Believing that a reversible course would do both those things, he asked Thompson what he thought about his building two tracks for the price of one. The trucker was intrigued, especially when Doak told him about the use of loop courses in the British Isles years ago and how he had long dreamed of creating just such a layout in the States. Construction began in 2014, and the Loop, with its Red and Black courses, opened for public play in the summer of 2016.
Routed across well contoured land with sand-based soil and stands of pines and hardwoods, the Loop has the sort of links-style feel with which Doak endows so many of his courses. Simple stakes mark the different teeing areas. The Red Loop starts to the right of the 18th green and plays in a counterclockwise direction. It measures 6,805 yards from the tips, a tick over 6,000 yards from the middle markers and a shade more than 5,000 yards from the front. As for the Black, it begins to the left of the 18th green and runs clockwise, offering similar distances, from 6,704 yards to 6,078 yards to 4,982.
The fescue fairways on both layouts are plenty wide and run firm and fast, and the bunkering is visually dramatic in most cases. But it is restrained in terms of numbers and well-considered with regards to placement.
I enjoyed the challenges of both the Red and Black courses, which are played on alternate days. And I appreciated how Doak crafted two very distinct tracks on one piece of property.
After playing both tracks, I found one of the biggest challenges was holding my approach shots on the bent grass greens, several of which have false fronts and drop-offs. Even tougher was getting my ball to roll close to the holes. Birdies were difficult as a result. It soon became clear that you need to be a good lag putter to prosper here.
There are 18 greens on the Loop, which makes it a true reversible. And as is his habit, Doak gave several of them an old-world feel, like the Biarritz on No. 16 on the Black, and the Redan on the fourth on the Red. The architect included a Road Hole-like bunker short and right of the green on Red 7 (the 11th on the Black) which boasts a Biarritz-like swale in the middle.

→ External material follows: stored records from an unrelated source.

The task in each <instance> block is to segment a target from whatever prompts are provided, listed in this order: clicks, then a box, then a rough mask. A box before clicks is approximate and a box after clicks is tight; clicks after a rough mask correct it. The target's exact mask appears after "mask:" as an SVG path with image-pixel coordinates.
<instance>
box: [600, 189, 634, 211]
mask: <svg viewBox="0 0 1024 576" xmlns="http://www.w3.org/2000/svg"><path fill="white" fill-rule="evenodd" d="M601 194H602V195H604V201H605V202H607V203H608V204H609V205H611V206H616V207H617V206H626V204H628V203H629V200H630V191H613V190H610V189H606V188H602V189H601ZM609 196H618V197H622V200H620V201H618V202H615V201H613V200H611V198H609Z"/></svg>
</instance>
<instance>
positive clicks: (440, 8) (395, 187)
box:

I enjoyed the challenges of both the Red and Black courses, which are played on alternate days. And I appreciated how Doak crafted two very distinct tracks on one piece of property. I also found it fun coming into the same greens from different angles and distances and liked being reminded of that original reversible course, the Old in St. Andrews, when I came across bunkers that seemed misplaced on one track but very much in play on another.
Equally refreshing was how different both Loop courses were from the wonderful Weiskopf layout, and how they complemented each other just the same.
Lew Thompson wanted something that would “wow” golfers and keep them at his resort for a little longer. My sense is that Tom Doak gave him exactly that.